According to The Next Web, quantum advantage – when a quantum computer is able to compute and run algorithms that classical computers can’t – has been achieved. This is the first time researchers have been able to accomplish this.
This “watershed moment in the history of computer science” resulted from the work done by researchers from IBM, the University of Waterloo, and the Technical University of Munich. According to The Next Web, the goal of the work was to “to prove that quantum computers can do something (anything, really) regular computers can’t,” and did this by building a quantum circuit that “ solves a complex algebraic formula through the exploitation of a quantum physics loophole allowing things to be in two places at once.” And, this formula can’t be solved by classic computer circuits.
What this means:
While this is a huge accomplishment for the future of computer science, The Next Web says that there isn’t anything tangible to show just yet. The algorithm that the researchers constructed isn’t groundbreaking in itself, nor will it have any immediate impact on anything. Instead, it is an important proof point: “It was, almost certainly, developed simply to prove it could be done,” according to The Next Web.
However, decision makers looking to jump on quantum computing shouldn’t lose heart so quickly – the impact of quantum advantage isn’t supposed to be tangible.
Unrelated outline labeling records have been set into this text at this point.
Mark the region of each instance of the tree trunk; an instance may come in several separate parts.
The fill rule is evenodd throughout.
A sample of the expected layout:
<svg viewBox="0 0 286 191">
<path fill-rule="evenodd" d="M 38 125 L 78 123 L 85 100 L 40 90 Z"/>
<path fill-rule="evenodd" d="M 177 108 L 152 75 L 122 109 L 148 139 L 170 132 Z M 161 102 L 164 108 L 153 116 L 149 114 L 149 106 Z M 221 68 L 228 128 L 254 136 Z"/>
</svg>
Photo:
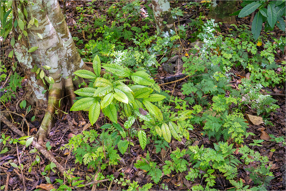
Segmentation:
<svg viewBox="0 0 286 191">
<path fill-rule="evenodd" d="M 157 32 L 160 34 L 163 32 L 175 31 L 174 20 L 171 12 L 170 4 L 166 0 L 152 0 L 152 7 L 156 23 Z M 165 22 L 166 23 L 164 23 Z"/>
<path fill-rule="evenodd" d="M 238 1 L 213 1 L 208 17 L 217 22 L 226 22 L 229 24 L 235 22 L 235 16 L 230 16 L 236 10 Z"/>
<path fill-rule="evenodd" d="M 84 69 L 86 65 L 75 46 L 57 1 L 33 1 L 33 3 L 31 1 L 28 3 L 24 1 L 22 3 L 20 1 L 13 1 L 13 23 L 16 22 L 18 23 L 18 26 L 14 30 L 15 39 L 14 47 L 18 62 L 29 80 L 30 88 L 27 88 L 27 90 L 30 89 L 32 92 L 32 96 L 26 97 L 26 99 L 31 104 L 35 104 L 36 106 L 46 111 L 37 134 L 39 143 L 42 145 L 53 126 L 54 115 L 56 110 L 58 113 L 57 117 L 60 117 L 60 106 L 62 104 L 59 106 L 59 101 L 63 97 L 64 90 L 69 98 L 74 97 L 71 78 L 74 76 L 73 72 Z M 17 9 L 19 5 L 22 12 L 25 12 L 24 7 L 26 10 L 26 17 L 18 14 Z M 28 28 L 30 26 L 27 23 L 33 18 L 38 21 L 38 26 L 36 26 L 36 21 L 35 20 L 36 22 Z M 20 20 L 24 25 L 26 24 L 23 30 L 19 28 Z M 26 37 L 23 33 L 24 31 L 27 33 Z M 20 35 L 22 38 L 18 40 Z M 40 36 L 42 39 L 39 37 Z M 34 46 L 38 48 L 36 51 L 28 52 L 28 50 Z M 48 66 L 51 69 L 45 69 L 43 67 L 45 65 Z M 38 68 L 40 71 L 43 71 L 46 76 L 43 79 L 39 78 L 41 73 L 37 74 L 35 72 Z M 48 88 L 48 84 L 44 79 L 47 80 L 49 77 L 52 78 L 54 83 L 52 85 L 51 83 L 50 86 L 52 85 L 52 87 L 43 93 L 43 91 Z M 70 104 L 73 103 L 70 99 Z"/>
</svg>

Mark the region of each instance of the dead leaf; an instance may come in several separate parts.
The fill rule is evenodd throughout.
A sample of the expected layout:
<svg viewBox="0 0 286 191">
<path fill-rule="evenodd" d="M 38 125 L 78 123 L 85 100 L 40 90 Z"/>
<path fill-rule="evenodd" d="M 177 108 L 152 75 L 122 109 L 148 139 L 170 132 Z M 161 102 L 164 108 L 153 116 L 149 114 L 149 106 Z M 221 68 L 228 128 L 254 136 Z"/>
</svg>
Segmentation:
<svg viewBox="0 0 286 191">
<path fill-rule="evenodd" d="M 270 137 L 266 132 L 261 129 L 261 134 L 260 135 L 260 139 L 269 141 L 270 140 Z"/>
<path fill-rule="evenodd" d="M 261 123 L 263 123 L 263 121 L 262 121 L 262 118 L 261 117 L 252 115 L 249 114 L 247 114 L 249 118 L 249 120 L 251 121 L 253 125 L 259 125 Z"/>
</svg>

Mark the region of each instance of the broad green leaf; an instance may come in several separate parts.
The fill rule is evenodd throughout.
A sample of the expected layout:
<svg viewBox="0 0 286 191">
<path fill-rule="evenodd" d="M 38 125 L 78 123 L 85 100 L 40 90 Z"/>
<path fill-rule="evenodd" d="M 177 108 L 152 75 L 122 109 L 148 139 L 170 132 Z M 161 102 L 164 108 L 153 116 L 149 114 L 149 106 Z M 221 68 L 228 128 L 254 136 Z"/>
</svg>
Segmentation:
<svg viewBox="0 0 286 191">
<path fill-rule="evenodd" d="M 89 118 L 92 125 L 93 125 L 99 117 L 100 113 L 100 106 L 98 101 L 92 104 L 89 110 Z"/>
<path fill-rule="evenodd" d="M 110 121 L 115 123 L 117 123 L 117 111 L 113 103 L 110 104 L 102 109 L 102 111 Z"/>
<path fill-rule="evenodd" d="M 150 95 L 148 97 L 145 97 L 143 98 L 143 100 L 149 102 L 158 102 L 165 98 L 166 96 L 160 94 L 155 94 Z"/>
<path fill-rule="evenodd" d="M 262 24 L 262 14 L 259 11 L 255 15 L 251 26 L 251 33 L 253 35 L 253 38 L 255 40 L 257 40 L 260 34 Z"/>
<path fill-rule="evenodd" d="M 85 97 L 75 102 L 70 108 L 70 111 L 79 111 L 90 107 L 96 100 L 92 97 Z"/>
<path fill-rule="evenodd" d="M 122 128 L 122 127 L 118 123 L 116 123 L 114 122 L 112 123 L 112 125 L 119 131 L 123 131 L 123 129 Z"/>
<path fill-rule="evenodd" d="M 168 143 L 171 142 L 171 131 L 168 126 L 168 125 L 165 123 L 163 123 L 161 128 L 161 131 L 163 137 L 165 140 Z"/>
<path fill-rule="evenodd" d="M 138 71 L 132 74 L 131 78 L 136 83 L 142 85 L 152 86 L 155 82 L 149 74 L 143 71 Z"/>
<path fill-rule="evenodd" d="M 141 88 L 135 92 L 135 98 L 140 98 L 148 96 L 153 91 L 153 89 L 150 88 Z"/>
<path fill-rule="evenodd" d="M 160 137 L 162 137 L 162 131 L 161 130 L 161 128 L 159 127 L 158 125 L 156 125 L 155 127 L 155 128 L 156 130 L 156 132 L 158 134 L 158 135 Z"/>
<path fill-rule="evenodd" d="M 124 112 L 129 117 L 132 115 L 132 110 L 129 104 L 124 103 L 123 104 L 123 108 Z"/>
<path fill-rule="evenodd" d="M 114 98 L 121 102 L 128 104 L 128 98 L 126 95 L 123 93 L 116 92 L 114 93 Z"/>
<path fill-rule="evenodd" d="M 129 69 L 116 64 L 109 64 L 102 66 L 102 68 L 117 76 L 126 78 L 130 76 Z"/>
<path fill-rule="evenodd" d="M 112 86 L 97 88 L 97 89 L 94 92 L 94 93 L 93 94 L 93 97 L 94 97 L 103 96 L 111 92 L 113 88 L 113 87 Z"/>
<path fill-rule="evenodd" d="M 34 51 L 36 51 L 38 48 L 39 48 L 38 46 L 33 46 L 29 49 L 29 50 L 28 51 L 28 52 L 33 52 Z"/>
<path fill-rule="evenodd" d="M 41 79 L 42 79 L 44 76 L 45 73 L 44 72 L 44 70 L 41 70 L 41 72 L 40 73 L 40 77 Z"/>
<path fill-rule="evenodd" d="M 95 74 L 86 70 L 80 70 L 75 72 L 73 73 L 80 77 L 87 79 L 95 79 L 97 77 Z"/>
<path fill-rule="evenodd" d="M 244 17 L 251 14 L 261 4 L 259 1 L 253 2 L 243 7 L 238 14 L 238 17 Z"/>
<path fill-rule="evenodd" d="M 134 97 L 129 90 L 125 86 L 121 85 L 118 86 L 114 88 L 114 90 L 115 92 L 123 93 L 126 95 L 128 98 L 128 102 L 134 102 Z"/>
<path fill-rule="evenodd" d="M 108 94 L 105 96 L 100 103 L 100 107 L 101 109 L 102 109 L 111 104 L 112 102 L 114 97 L 113 94 L 112 93 Z"/>
<path fill-rule="evenodd" d="M 144 105 L 149 112 L 154 115 L 159 121 L 163 121 L 163 114 L 157 106 L 147 101 L 143 100 L 143 102 Z"/>
<path fill-rule="evenodd" d="M 93 59 L 92 62 L 92 67 L 94 71 L 95 75 L 98 77 L 100 76 L 100 72 L 101 71 L 101 65 L 100 64 L 100 59 L 98 55 L 97 54 Z"/>
<path fill-rule="evenodd" d="M 178 126 L 173 121 L 169 122 L 169 128 L 173 137 L 179 141 L 181 140 L 180 137 L 181 137 L 182 132 L 180 130 Z"/>
<path fill-rule="evenodd" d="M 271 28 L 274 27 L 274 25 L 276 23 L 277 14 L 274 4 L 273 3 L 269 3 L 267 7 L 267 15 L 268 16 L 267 22 Z"/>
<path fill-rule="evenodd" d="M 42 35 L 41 35 L 41 34 L 40 34 L 39 33 L 37 33 L 37 35 L 38 35 L 38 36 L 39 37 L 39 38 L 42 40 L 43 40 L 43 36 L 42 36 Z"/>
<path fill-rule="evenodd" d="M 96 89 L 92 88 L 83 88 L 79 89 L 74 92 L 81 96 L 92 97 L 96 90 Z"/>
<path fill-rule="evenodd" d="M 139 139 L 139 143 L 140 143 L 141 148 L 144 150 L 147 142 L 147 137 L 145 131 L 142 130 L 139 131 L 138 132 L 138 138 Z"/>
<path fill-rule="evenodd" d="M 26 147 L 29 147 L 29 145 L 31 145 L 31 143 L 32 143 L 33 139 L 34 137 L 30 137 L 27 140 L 27 141 L 26 142 Z"/>
<path fill-rule="evenodd" d="M 126 140 L 120 140 L 117 144 L 117 147 L 121 154 L 123 155 L 128 147 L 128 142 Z"/>
<path fill-rule="evenodd" d="M 20 29 L 22 31 L 24 31 L 24 23 L 23 22 L 23 21 L 21 19 L 19 19 L 18 20 L 18 25 L 19 26 L 19 28 L 20 28 Z"/>
<path fill-rule="evenodd" d="M 124 123 L 124 127 L 127 129 L 130 128 L 135 121 L 136 118 L 134 115 L 131 115 L 128 117 L 128 120 Z"/>
<path fill-rule="evenodd" d="M 112 84 L 109 80 L 102 78 L 98 77 L 95 79 L 93 83 L 93 87 L 103 87 L 112 86 Z"/>
</svg>

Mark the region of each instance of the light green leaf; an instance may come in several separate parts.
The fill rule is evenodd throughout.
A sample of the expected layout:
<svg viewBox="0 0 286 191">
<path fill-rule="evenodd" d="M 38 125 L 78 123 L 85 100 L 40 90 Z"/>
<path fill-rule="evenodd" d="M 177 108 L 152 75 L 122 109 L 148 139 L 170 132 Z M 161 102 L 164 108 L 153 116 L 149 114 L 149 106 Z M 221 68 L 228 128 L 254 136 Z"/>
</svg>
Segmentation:
<svg viewBox="0 0 286 191">
<path fill-rule="evenodd" d="M 86 70 L 80 70 L 73 73 L 80 77 L 87 79 L 96 79 L 97 77 L 93 73 Z"/>
<path fill-rule="evenodd" d="M 164 139 L 168 142 L 171 142 L 171 131 L 168 125 L 164 123 L 163 123 L 161 129 Z"/>
<path fill-rule="evenodd" d="M 159 121 L 163 121 L 163 114 L 157 106 L 147 101 L 143 100 L 143 102 L 144 105 L 149 112 L 154 115 Z"/>
<path fill-rule="evenodd" d="M 81 96 L 92 97 L 96 90 L 96 89 L 92 88 L 83 88 L 79 89 L 74 92 Z"/>
<path fill-rule="evenodd" d="M 31 143 L 32 143 L 33 139 L 34 139 L 34 137 L 30 137 L 27 140 L 27 141 L 26 142 L 26 147 L 29 147 L 29 145 L 31 145 Z"/>
<path fill-rule="evenodd" d="M 158 102 L 163 100 L 166 98 L 164 96 L 160 94 L 152 94 L 148 97 L 145 97 L 143 98 L 143 100 L 148 101 L 149 102 Z"/>
<path fill-rule="evenodd" d="M 145 131 L 142 130 L 139 131 L 138 132 L 138 138 L 139 139 L 139 143 L 140 143 L 141 148 L 144 150 L 147 142 L 147 137 Z"/>
<path fill-rule="evenodd" d="M 160 137 L 162 136 L 162 131 L 161 130 L 161 128 L 159 127 L 158 125 L 156 125 L 155 127 L 155 129 L 156 130 L 156 132 L 158 134 L 158 135 Z"/>
<path fill-rule="evenodd" d="M 24 31 L 24 23 L 23 22 L 23 21 L 21 19 L 19 19 L 18 20 L 18 25 L 19 26 L 19 28 L 20 28 L 20 29 L 22 31 Z"/>
<path fill-rule="evenodd" d="M 33 46 L 29 49 L 28 51 L 28 52 L 33 52 L 34 51 L 36 50 L 37 49 L 39 48 L 38 46 Z"/>
<path fill-rule="evenodd" d="M 262 24 L 262 14 L 259 11 L 255 15 L 251 26 L 251 33 L 253 35 L 253 38 L 255 40 L 257 40 L 260 34 Z"/>
<path fill-rule="evenodd" d="M 92 67 L 95 73 L 95 75 L 98 77 L 100 76 L 100 72 L 101 71 L 101 65 L 100 64 L 100 59 L 98 55 L 97 54 L 93 59 L 92 62 Z"/>
<path fill-rule="evenodd" d="M 149 74 L 143 71 L 138 71 L 132 74 L 131 78 L 136 83 L 142 85 L 152 86 L 155 82 Z"/>
<path fill-rule="evenodd" d="M 40 33 L 37 33 L 37 35 L 38 35 L 38 36 L 39 37 L 39 38 L 42 40 L 43 40 L 43 37 L 42 36 L 42 35 L 41 35 Z"/>
<path fill-rule="evenodd" d="M 150 88 L 141 88 L 135 92 L 135 98 L 140 98 L 148 96 L 153 92 L 153 89 Z"/>
<path fill-rule="evenodd" d="M 116 92 L 114 93 L 114 98 L 121 102 L 128 104 L 128 98 L 126 95 L 123 93 Z"/>
<path fill-rule="evenodd" d="M 102 109 L 102 111 L 111 121 L 115 123 L 117 123 L 117 111 L 113 103 L 110 104 Z"/>
<path fill-rule="evenodd" d="M 253 2 L 243 7 L 238 14 L 238 17 L 244 17 L 250 15 L 261 4 L 259 1 Z"/>
<path fill-rule="evenodd" d="M 92 104 L 89 110 L 89 118 L 92 125 L 93 125 L 99 117 L 100 113 L 100 106 L 98 101 Z"/>
<path fill-rule="evenodd" d="M 44 76 L 45 73 L 44 72 L 44 70 L 41 70 L 41 72 L 40 73 L 40 77 L 41 79 L 42 79 Z"/>
<path fill-rule="evenodd" d="M 109 64 L 102 66 L 102 68 L 117 76 L 126 78 L 130 76 L 129 69 L 116 64 Z"/>
<path fill-rule="evenodd" d="M 129 90 L 125 86 L 121 85 L 118 86 L 114 88 L 114 90 L 115 92 L 123 93 L 126 95 L 128 98 L 128 102 L 134 102 L 134 97 Z"/>
<path fill-rule="evenodd" d="M 112 90 L 113 87 L 112 86 L 108 86 L 103 87 L 97 88 L 94 92 L 93 94 L 94 97 L 101 97 L 107 94 Z"/>
<path fill-rule="evenodd" d="M 105 96 L 100 103 L 100 107 L 102 109 L 111 104 L 114 98 L 114 96 L 112 93 L 108 94 Z"/>
<path fill-rule="evenodd" d="M 121 154 L 123 155 L 128 147 L 128 142 L 126 140 L 120 140 L 117 144 L 117 147 Z"/>
<path fill-rule="evenodd" d="M 179 129 L 177 125 L 173 121 L 169 121 L 169 128 L 173 137 L 179 141 L 181 141 L 181 140 L 180 137 L 182 137 L 181 134 L 182 133 Z"/>
<path fill-rule="evenodd" d="M 89 107 L 94 101 L 95 99 L 92 97 L 85 97 L 76 101 L 73 104 L 70 111 L 79 111 Z"/>
<path fill-rule="evenodd" d="M 95 79 L 93 83 L 93 87 L 103 87 L 112 86 L 112 84 L 109 80 L 102 78 L 98 77 Z"/>
<path fill-rule="evenodd" d="M 267 7 L 267 15 L 268 16 L 267 22 L 271 28 L 274 27 L 274 25 L 276 23 L 277 14 L 274 4 L 273 3 L 269 3 Z"/>
</svg>

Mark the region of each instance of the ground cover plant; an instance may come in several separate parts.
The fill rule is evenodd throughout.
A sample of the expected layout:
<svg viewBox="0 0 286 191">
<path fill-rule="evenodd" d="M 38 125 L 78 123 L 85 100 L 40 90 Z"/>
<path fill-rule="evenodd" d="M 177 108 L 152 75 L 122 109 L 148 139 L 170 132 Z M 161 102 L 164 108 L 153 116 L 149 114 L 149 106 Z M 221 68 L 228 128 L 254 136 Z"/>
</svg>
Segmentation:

Instead, The Next Web recommends that interested decision makers should strap in for the long haul when it comes to quantum advantage updates – they’re one step closer to seeing the effects of quantum computing become real. “By showing that the people claiming quantum advantage was a fantasy were wrong, and that the research is heading in the right direction, we’re closer than ever to realizing the potential of quantum computing,” The Next Web says.